First, researchers used C57BL/6J mice to induce heart failure models through transverse aortic constriction (TAC), coronary artery ligation (CAL), and isoproterenol (ISO) administration. The mice were divided into different treatment groups, including a sham operation group, a TAC group, Rd treatment groups (5 mg/kg, 10 mg/kg, 20 mg/kg), and an enalapril group (2.6 mg/kg). Left ventricular ejection fraction (LVEF) and left ventricular fractional shortening (LVFS) were measured by echocardiography, and the levels of MDA, LDH, and NT-proBNP in heart tissues were quantified. Subsequently, LPS-induced 3T3-L1 adipocytes were used to evaluate the effects of Rd on omentin expression. The expression levels of omentin and related signaling pathway proteins were detected by Western Blot, immunofluorescence, and real-time quantitative PCR (qPCR). Finally, primary neonatal rat ventricular myocytes (NRVMs) were employed to investigate mitochondrial biogenesis and oxidative stress-related indicators using flow cytometry and fluorescence microscopy.

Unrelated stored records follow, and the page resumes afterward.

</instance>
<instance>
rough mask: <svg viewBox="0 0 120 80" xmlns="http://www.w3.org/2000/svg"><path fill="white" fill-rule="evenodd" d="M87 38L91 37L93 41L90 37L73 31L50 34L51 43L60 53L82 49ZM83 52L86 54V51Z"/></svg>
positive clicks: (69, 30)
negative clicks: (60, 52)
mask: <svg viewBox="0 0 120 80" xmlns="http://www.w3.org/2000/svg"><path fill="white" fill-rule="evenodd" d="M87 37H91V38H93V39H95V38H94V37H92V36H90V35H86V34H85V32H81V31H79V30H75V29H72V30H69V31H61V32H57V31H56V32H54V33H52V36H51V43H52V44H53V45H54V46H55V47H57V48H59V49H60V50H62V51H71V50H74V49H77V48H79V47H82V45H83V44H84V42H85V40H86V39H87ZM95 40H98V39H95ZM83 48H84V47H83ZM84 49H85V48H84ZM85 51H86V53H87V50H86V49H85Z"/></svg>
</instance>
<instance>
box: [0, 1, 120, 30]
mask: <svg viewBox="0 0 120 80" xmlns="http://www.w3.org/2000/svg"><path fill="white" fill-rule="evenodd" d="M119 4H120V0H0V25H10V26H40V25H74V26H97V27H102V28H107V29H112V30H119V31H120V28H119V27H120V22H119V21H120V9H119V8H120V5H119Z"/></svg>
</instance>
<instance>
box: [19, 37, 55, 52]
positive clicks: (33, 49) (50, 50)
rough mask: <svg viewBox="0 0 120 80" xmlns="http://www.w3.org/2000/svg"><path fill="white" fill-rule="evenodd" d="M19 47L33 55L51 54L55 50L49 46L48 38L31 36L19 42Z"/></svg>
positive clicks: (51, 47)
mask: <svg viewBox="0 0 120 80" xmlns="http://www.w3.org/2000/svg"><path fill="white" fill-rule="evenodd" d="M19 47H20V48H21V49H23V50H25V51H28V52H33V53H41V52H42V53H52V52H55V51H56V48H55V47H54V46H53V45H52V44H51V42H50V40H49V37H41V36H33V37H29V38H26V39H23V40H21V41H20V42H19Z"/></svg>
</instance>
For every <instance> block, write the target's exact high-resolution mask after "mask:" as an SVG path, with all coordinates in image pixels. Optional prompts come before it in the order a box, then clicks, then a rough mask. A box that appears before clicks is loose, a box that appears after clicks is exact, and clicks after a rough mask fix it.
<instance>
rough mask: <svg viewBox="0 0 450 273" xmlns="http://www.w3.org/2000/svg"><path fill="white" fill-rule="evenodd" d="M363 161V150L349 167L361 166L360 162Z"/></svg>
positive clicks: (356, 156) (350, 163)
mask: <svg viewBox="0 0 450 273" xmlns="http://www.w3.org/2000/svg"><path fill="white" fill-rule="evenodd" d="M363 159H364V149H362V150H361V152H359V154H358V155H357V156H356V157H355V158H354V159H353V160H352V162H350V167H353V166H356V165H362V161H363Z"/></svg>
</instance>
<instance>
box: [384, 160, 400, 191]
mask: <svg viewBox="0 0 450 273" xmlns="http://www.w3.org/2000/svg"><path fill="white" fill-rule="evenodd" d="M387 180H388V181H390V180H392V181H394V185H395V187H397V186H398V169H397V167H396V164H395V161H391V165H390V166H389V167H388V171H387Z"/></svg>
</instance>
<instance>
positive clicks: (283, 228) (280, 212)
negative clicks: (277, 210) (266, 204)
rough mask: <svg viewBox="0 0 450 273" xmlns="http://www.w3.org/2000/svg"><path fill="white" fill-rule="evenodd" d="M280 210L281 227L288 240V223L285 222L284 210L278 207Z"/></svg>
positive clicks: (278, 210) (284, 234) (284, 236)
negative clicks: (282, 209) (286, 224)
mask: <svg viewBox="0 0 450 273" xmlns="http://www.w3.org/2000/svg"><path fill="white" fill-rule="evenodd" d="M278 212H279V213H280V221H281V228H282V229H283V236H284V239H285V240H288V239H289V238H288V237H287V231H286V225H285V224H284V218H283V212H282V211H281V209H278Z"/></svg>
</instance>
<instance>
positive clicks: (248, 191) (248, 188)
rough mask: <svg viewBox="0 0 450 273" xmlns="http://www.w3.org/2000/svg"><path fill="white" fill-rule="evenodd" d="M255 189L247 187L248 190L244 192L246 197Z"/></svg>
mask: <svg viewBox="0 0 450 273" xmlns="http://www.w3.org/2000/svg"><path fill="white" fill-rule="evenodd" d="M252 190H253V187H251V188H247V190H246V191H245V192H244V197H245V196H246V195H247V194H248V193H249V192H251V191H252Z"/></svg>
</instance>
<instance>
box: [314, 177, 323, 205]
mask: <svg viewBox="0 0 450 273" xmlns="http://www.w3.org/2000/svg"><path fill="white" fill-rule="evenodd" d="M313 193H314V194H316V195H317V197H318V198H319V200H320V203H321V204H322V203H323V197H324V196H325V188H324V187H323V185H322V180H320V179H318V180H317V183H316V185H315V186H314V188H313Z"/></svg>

Studies have shown that Rd treatment significantly increased LVEF and LVFS in TAC, CAL, and ISO-induced heart failure mice, demonstrating the effectiveness of Rd in improving myocardial contractile function. Rd treatment significantly reduced the levels of MDA, LDH, and NT-proBNP in the serum of heart failure mice, indicating that Rd can alleviate myocardial injury. In LPS-induced 3T3-L1 adipocytes, Rd treatment significantly increased the expression of omentin, as confirmed by Western Blot, immunofluorescence, and qPCR. The results indicated that Rd promotes omentin secretion by activating the phosphorylation of TBK1 and AMPK. The key role of this signaling pathway in omentin secretion was further validated using TBK1 and AMPK agonists and inhibitors. Transmission electron microscopy observations revealed that Rd treatment significantly improved mitochondrial morphology in the cardiomyocytes of heart failure mice, increasing mitochondrial length and reducing mitochondrial swelling. Rd treatment also significantly decreased the levels of mtROS in cardiomyocytes, and JC-1 staining showed an improvement in mitochondrial membrane potential.

In summary, this study validated the efficacy of Rd in promoting omentin secretion via the TBK1-AMPK signaling pathway and improving mitochondrial biogenesis and cardiac function in heart failure through the WNT5A/Ca2+ pathway using a series of cell and animal experiments. Rd not only significantly improved cardiac function in heart failure mice but also alleviated myocardial injury and oxidative stress through multiple biological mechanisms, providing new therapeutic insights and potential drug targets.

Although this study demonstrated the role of ginsenoside Rd in improving heart failure via the TBK1-AMPK signaling pathway and the WNT5A/Ca2+ pathway, further research is needed to elucidate the specific mechanisms in different types of heart failure, such as ischemic and non-ischemic heart failure. Future studies should also explore the potential efficacy and mechanisms of Rd in other cardiovascular diseases, such as hypertension and atherosclerosis, to develop new therapeutic strategies and drugs, bringing more innovation and breakthroughs in the treatment of cardiovascular diseases. Additionally, the application of emerging technologies like precision medicine, gene editing, and nanotechnology will provide tremendous prospects for the development of this field.

Reference：

Wan, Shiyao, et al. "Ginsenoside Rd promotes omentin secretion in adipose through TBK1-AMPK to improve mitochondrial biogenesis via WNT5A/Ca2+ pathways in heart failure." Redox Biology 60 (2023): 102610.